Ah, the 'Southern Secession' timeline. That's a great one! I think it was a generally good TL—it's one of my favourites—though there are a few things that aren't quite perfect.
For the alternate USA, I don't really agree with the criticisms presented here. Anti-slavery doesn't mean anti-racist. Just look at New England; the Yankees weren't exactly eager to admit the Dominicans into the Republic, even though they liked the idea of having more land for themselves. The way the good-USA's own racism prevented it from expanding—when there's not really anything else that could have done—was excellently done. In any case, the good-USA isn't just New England; there are still racists in it, so it makes sense for there to be racist attitudes even though slavery is abolished there.
There is one thing about the good-USA that I did find unrealistic, though, and that was its good relationship with Britain. Manifest destiny might only have been talked about by Jefferson Davis, but the ideas behind it were around since before the foundation of the United States. The USA broke away from Britain in the first place to a great extent because of the Proclamation Line limiting American expansion. That ideology—of opposition to Britain and of the American people's right to expand—is hard to get rid of. I think the way the Second American Revolution ended in Decades of Light wasn't enough of an incentive to prevent the Americans from expanding into Canada, though there was a good reason provided for why they didn't annex Mexico. I don't think there was ever a good reason presented as to why the good-USA didn't conquer Canada: lots of available land right there, and without the strong British power, allied with New England, that prevented such a takeover in OTL. It would have been more sensible for the author to have the good-USA take over Canada in that war, and then they would be able to plausibly have stable relations with Britain.
I'd have to vehemently disagree with the suggestion that Decades of Light Germany is implausible, though. Germany losing the First World War sounded perfectly reasonable, and so did its reaction afterwards; it was a situation very similar to post-North American War New England, so it's entirely sensible that a vitalist-esque regime could emerge. And for vitalist regimes to start wars for no good reason is entirely in character—just look at OTL. It's not as if New England's national interests were threatened by the possibility of Germany winning the Great War; Mullins went in purely for glory, power and ideology (in OTL, New England's long solidarity with Britain), just like the fictional Hitler went in for glory, power and ideology!

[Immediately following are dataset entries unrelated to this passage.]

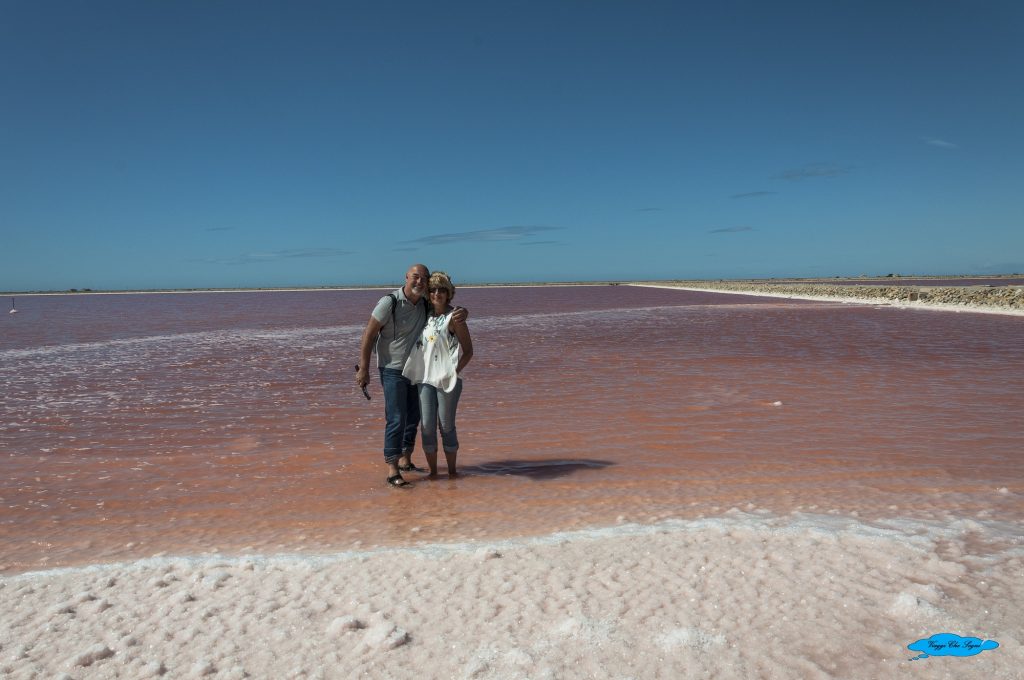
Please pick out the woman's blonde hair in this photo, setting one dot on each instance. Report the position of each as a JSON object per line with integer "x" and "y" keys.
{"x": 441, "y": 280}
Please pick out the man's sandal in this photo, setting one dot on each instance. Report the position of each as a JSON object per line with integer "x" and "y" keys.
{"x": 396, "y": 481}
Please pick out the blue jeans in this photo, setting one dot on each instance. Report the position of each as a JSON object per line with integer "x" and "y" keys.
{"x": 437, "y": 406}
{"x": 401, "y": 410}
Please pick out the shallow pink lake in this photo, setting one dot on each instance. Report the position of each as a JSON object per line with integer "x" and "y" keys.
{"x": 133, "y": 425}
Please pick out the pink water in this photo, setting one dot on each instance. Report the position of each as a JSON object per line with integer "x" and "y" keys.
{"x": 133, "y": 425}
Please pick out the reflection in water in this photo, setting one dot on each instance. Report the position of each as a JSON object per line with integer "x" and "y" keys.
{"x": 182, "y": 424}
{"x": 536, "y": 469}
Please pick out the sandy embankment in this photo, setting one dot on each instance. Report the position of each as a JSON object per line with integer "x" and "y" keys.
{"x": 1003, "y": 300}
{"x": 747, "y": 595}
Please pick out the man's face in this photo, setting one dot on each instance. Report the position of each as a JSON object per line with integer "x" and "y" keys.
{"x": 417, "y": 279}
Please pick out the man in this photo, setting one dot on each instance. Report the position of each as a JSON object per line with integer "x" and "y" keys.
{"x": 394, "y": 326}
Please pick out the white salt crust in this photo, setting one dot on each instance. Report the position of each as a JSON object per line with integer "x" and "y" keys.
{"x": 740, "y": 596}
{"x": 873, "y": 302}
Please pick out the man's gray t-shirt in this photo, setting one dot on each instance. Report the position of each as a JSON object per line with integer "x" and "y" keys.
{"x": 398, "y": 336}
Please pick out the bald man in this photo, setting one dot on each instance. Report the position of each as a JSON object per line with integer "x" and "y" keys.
{"x": 393, "y": 329}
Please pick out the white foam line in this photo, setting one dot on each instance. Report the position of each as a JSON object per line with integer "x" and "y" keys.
{"x": 906, "y": 532}
{"x": 881, "y": 302}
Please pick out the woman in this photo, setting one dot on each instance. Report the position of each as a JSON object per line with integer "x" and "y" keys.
{"x": 443, "y": 350}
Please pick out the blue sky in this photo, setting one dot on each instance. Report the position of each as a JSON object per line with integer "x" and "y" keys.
{"x": 174, "y": 144}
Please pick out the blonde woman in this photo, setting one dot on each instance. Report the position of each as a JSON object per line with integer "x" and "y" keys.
{"x": 443, "y": 350}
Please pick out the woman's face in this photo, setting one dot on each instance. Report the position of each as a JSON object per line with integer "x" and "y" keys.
{"x": 438, "y": 295}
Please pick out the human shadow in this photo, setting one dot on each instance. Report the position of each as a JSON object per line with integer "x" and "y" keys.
{"x": 538, "y": 470}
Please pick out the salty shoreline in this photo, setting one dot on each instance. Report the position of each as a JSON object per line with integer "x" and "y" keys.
{"x": 1008, "y": 301}
{"x": 738, "y": 596}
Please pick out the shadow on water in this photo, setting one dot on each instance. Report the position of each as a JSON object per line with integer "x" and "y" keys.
{"x": 536, "y": 469}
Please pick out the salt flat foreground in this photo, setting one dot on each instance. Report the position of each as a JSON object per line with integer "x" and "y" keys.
{"x": 742, "y": 596}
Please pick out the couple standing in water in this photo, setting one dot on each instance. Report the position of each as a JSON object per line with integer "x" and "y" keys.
{"x": 422, "y": 345}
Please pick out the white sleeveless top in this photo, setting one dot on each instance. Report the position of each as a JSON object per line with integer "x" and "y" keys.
{"x": 435, "y": 356}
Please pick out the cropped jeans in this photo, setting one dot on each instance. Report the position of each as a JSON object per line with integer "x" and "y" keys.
{"x": 438, "y": 406}
{"x": 401, "y": 411}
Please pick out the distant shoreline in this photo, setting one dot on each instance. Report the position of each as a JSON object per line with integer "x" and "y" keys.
{"x": 673, "y": 283}
{"x": 1001, "y": 300}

Sure, the nastiness of the 'National Socialists' was exaggeratedly cartoonish—the way they deprived people of the races they didn't like of all public status and humiliated them was realistic and Mullins-esque, and the way they confined them to ghettoes was a reasonable extrapolation of that, but the outright industrialised mass-murder was stretching plausibility, there's never been anything like that—but the key point is absolutely right.The author was making the point that "it can't happen here" is an attitude both dangerous and wrong. Germans might like to think of themselves as "inherently more civilised" (or some such nonsense) than Yankees but it simply isn't true. No country is inherently morally superior to any other.
The idea of having socialism actually succeed in taking over a country was a fascinating experiment, and I disagree with the suggestion that it just couldn't have happened. The author went to ridiculously great effort to make Russia ripe for revolution. I have to say, the assassination of Alexander II just at the right time to give people a taste of reform and then cut it off with the rise of Alexander III, and its effect on Nicholas II to make him reactionary too, was a masterstroke in how to shape the legitimate Russian government's behaviour to make it more vulnerable to revolution. But what I disagree with is how it fell.
Having gone to such effort to create this lovely, non-evil USA, the author seemed to grow a bit too fond of it, and wanted to make it win all the time. I mean, sure, the socialist Russia wasn't very nice, but the way it suddenly fell apart didn't make any sense. It's as if the author wrote himself into a corner; he created a bipolar world when he wanted the good-USA to win, so he had to hastily get rid of authoritarian socialist Russia at the end. I mean, how did a man like Gorbachev, who basically dismantled the authoritarian state structure that kept socialist Russia around, possibly get into power in the first place? Surely such a democratic idealist could never have risen so high in a cruel authoritarian regime.
So I think Decades of Light really was a genuinely realistic and really good TL, up until the authoritarian socialist regime in Russia fell apart. I think it would have been a better ending in terms of plausibility—though, I suppose, less thematically appropriate for such a utopian TL—for the Warsaw Pact to still survive, facing off against the good-USA and its Western European allies indefinitely, at the end of the story.